Make Soundbites Sign with Smiles, Metaphors and Analogies
In our era when stellar sound bites often trump well-reasoned, logical, carefully-crafted, even brilliant arguments, using analogies, similes and metaphors can often get you farther on your dime than dissertations. I know---sad, but true. I don't like it either, but I didn't make the rules. I grew up in high school debate, but that is not how things are played these days---especially in the media. However, superb A, S, & Ms are effective, and you can use them to your advantage.
Of course, one of the classics is: "Never argue with a reporter. It's like wrestling with a pig in the mud. Pretty soon you realize...the pig actually likes it."
Behind the Scenes Psychology
A, S. & Ms are effective because of the psychology behind them---they paint a word-picture that surpasses the logical and the intellectual grid we all have and targets the emotions that a great picture can touch. It's like the perfect snapshot. To put it another way, they prompt an immediate and permeating response inside us that happens long before we start to reason it out and decide whether that word-picture truly makes sense and is totally reasonable. It produces an effect before we intellectually determine whether it validates itself.
Now, how would you apply this, for example, to a recent government situation I encountered. Industry leaders were complaining that a particular government agency was using its power to do pay-backs to political enemies (in the industry) while concurrently allowing more obvious violations and potential fraud to go unchecked.

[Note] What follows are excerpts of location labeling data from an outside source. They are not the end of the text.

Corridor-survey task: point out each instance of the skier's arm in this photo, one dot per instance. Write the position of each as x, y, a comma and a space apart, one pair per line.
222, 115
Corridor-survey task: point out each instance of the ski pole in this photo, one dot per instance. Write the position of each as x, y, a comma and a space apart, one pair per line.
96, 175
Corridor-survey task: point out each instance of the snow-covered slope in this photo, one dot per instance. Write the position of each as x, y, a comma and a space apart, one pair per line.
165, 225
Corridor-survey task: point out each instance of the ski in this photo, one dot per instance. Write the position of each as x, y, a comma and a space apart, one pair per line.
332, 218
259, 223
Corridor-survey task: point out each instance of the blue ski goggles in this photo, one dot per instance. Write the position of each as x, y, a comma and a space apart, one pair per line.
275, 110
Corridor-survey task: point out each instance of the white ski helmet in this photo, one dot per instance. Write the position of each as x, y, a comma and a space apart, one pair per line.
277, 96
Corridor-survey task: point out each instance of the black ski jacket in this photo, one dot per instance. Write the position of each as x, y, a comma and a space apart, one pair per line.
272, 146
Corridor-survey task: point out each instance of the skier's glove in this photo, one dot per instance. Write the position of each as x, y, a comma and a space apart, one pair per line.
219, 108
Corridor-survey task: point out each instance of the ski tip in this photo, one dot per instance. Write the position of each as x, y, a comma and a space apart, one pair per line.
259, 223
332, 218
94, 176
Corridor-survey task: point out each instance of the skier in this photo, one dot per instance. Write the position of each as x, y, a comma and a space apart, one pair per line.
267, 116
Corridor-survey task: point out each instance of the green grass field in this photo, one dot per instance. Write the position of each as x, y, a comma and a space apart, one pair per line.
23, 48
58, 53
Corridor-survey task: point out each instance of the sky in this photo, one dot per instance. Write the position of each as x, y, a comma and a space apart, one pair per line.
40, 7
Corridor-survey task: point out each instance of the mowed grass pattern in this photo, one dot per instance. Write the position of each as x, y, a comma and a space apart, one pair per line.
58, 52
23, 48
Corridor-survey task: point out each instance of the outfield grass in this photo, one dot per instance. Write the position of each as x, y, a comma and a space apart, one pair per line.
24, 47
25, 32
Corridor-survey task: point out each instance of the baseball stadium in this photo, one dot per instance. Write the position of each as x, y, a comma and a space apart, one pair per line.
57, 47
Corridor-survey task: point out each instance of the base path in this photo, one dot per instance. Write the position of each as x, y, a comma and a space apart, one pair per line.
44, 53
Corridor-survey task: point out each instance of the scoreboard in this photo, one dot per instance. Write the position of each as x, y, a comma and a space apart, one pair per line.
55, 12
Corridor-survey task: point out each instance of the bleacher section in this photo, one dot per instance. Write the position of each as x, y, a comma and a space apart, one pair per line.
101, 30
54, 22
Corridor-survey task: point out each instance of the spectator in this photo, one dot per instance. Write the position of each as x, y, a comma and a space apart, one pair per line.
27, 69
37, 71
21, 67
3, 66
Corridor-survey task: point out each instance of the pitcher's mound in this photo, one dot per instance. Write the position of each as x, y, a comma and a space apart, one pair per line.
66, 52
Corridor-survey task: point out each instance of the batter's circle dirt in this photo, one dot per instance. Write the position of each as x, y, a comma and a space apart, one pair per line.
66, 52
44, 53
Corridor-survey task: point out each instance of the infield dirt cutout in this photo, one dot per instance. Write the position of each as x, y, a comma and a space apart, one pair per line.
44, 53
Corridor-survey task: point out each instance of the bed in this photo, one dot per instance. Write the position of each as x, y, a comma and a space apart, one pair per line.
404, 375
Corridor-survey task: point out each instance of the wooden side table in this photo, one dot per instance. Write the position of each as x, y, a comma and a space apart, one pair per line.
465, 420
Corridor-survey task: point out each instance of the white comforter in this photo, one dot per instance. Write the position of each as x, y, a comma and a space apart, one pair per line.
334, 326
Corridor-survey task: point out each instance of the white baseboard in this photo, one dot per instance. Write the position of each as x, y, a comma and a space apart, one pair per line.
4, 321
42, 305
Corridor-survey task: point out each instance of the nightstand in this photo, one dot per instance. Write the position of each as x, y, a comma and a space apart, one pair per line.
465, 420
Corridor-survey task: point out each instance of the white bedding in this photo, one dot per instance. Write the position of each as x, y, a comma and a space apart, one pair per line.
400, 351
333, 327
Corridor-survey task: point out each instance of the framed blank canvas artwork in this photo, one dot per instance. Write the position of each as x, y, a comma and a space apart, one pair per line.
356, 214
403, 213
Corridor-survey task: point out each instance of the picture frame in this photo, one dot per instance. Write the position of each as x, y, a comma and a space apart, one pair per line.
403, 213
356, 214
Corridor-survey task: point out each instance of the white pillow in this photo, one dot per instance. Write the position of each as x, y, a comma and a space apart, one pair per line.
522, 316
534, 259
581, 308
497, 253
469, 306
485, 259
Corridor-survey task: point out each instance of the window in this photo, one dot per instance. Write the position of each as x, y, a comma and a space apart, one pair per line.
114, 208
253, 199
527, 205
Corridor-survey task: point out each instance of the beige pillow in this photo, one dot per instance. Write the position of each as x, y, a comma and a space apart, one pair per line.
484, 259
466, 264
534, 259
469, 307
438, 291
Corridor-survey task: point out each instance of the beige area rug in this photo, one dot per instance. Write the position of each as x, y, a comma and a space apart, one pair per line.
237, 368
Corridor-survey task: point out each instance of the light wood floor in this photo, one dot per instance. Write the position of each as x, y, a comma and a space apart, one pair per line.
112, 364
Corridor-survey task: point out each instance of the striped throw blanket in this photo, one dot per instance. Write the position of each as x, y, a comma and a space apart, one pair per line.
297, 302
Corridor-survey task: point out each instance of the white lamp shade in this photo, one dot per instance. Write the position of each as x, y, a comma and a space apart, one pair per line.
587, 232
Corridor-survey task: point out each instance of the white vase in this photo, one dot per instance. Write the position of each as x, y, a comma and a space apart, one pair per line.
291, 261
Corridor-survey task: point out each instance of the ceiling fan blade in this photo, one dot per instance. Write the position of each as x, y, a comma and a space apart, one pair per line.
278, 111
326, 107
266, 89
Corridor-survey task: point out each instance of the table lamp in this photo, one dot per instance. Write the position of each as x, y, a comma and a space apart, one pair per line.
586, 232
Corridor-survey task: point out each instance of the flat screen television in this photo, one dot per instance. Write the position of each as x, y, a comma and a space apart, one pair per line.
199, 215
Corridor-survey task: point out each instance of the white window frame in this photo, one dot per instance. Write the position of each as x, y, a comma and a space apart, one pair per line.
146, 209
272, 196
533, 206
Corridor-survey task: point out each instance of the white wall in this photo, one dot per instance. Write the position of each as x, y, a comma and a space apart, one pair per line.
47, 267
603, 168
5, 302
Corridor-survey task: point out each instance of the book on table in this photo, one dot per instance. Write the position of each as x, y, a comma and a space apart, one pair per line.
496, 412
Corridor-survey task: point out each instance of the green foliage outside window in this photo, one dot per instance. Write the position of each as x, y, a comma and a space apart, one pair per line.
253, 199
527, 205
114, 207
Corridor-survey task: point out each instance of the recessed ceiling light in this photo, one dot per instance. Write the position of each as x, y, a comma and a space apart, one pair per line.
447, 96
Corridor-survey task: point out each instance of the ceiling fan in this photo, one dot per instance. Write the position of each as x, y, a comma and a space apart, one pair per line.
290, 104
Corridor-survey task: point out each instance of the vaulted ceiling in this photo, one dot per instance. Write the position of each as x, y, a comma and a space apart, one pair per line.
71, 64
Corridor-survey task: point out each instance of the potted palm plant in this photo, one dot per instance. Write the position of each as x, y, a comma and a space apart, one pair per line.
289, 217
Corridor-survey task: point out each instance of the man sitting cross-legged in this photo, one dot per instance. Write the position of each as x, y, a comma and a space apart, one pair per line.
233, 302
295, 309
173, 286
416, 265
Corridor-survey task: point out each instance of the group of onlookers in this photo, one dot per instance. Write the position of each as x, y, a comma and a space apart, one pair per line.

Try this one on (and apologies if you haven't seen one of my favorite cult classics---Airplane). "This department is operating a lot like the security checkpoint in the movie Airplane. The shuffling, dottering granny is slammed up against the wall for a rude, forceful search while terrorists with AK-47s, submachine guns, and full clips are allowed to pass through unchecked."
We can all intellectually argue whether or not the comparison is true. We can debate the merits for weeks. But that is not the effect this gives. If you have seen the movie, you immediately recall the scene. The memorable picture plants itself so deeply in your mind that you really don't care if the comparison is true or not. It is too vivid to be supplanted by mere debate and reasoning. It has vaulted completely over your intellectual grid and "branded" itself, almost satirically, in your mind. It's a real challenge, next to impossible, to craft a comeback for that one.
It's Hard to Un-Ring the Bell
One more example from the past. We covered the presidential campaign of Gary Hart back in my reporter days. I sat through enough speeches to almost memorize them. I could lip sync many of the lines. To his credit, Hart actually did have some very revolutionary and enterprising ideas that were worthy of at least consideration and debate, but political rally speeches were never the format to fully explain them. (He did have that chance in what he termed "chalk talks" with smaller groups occasionally, but they never made national news). In one of the debates, Walter Mondale used a comparison that fully exploited the A, S, & M theory.
His intent was to discredit Hart's "ideas" that were one of his major campaign planks. I don't recall the word-for-word quote, but it went something like this: "When I hear all this talk about your "ideas" it reminds me of the fast food commercial (in which actress Clara Peller slammed her fist down and yelled) Where's the beef?"
It put the audience in stitches and negated almost everything that was said afterward. In all fairness, it was not, intellectually, a valid point, but that line alone literally neutralized that campaign plank by itself. And by the way, it was one of the most remembered and effective lines of the campaign. Shouldn't have been, but it stuck.
Takeaway point: If you are in a difficult argument, or debate and want to disarm the opposition, brainstorm with your team to come up with analogies, similes or metaphors that are so effective, there is little comeback. For better or worse, you will find them extraordinarily potent.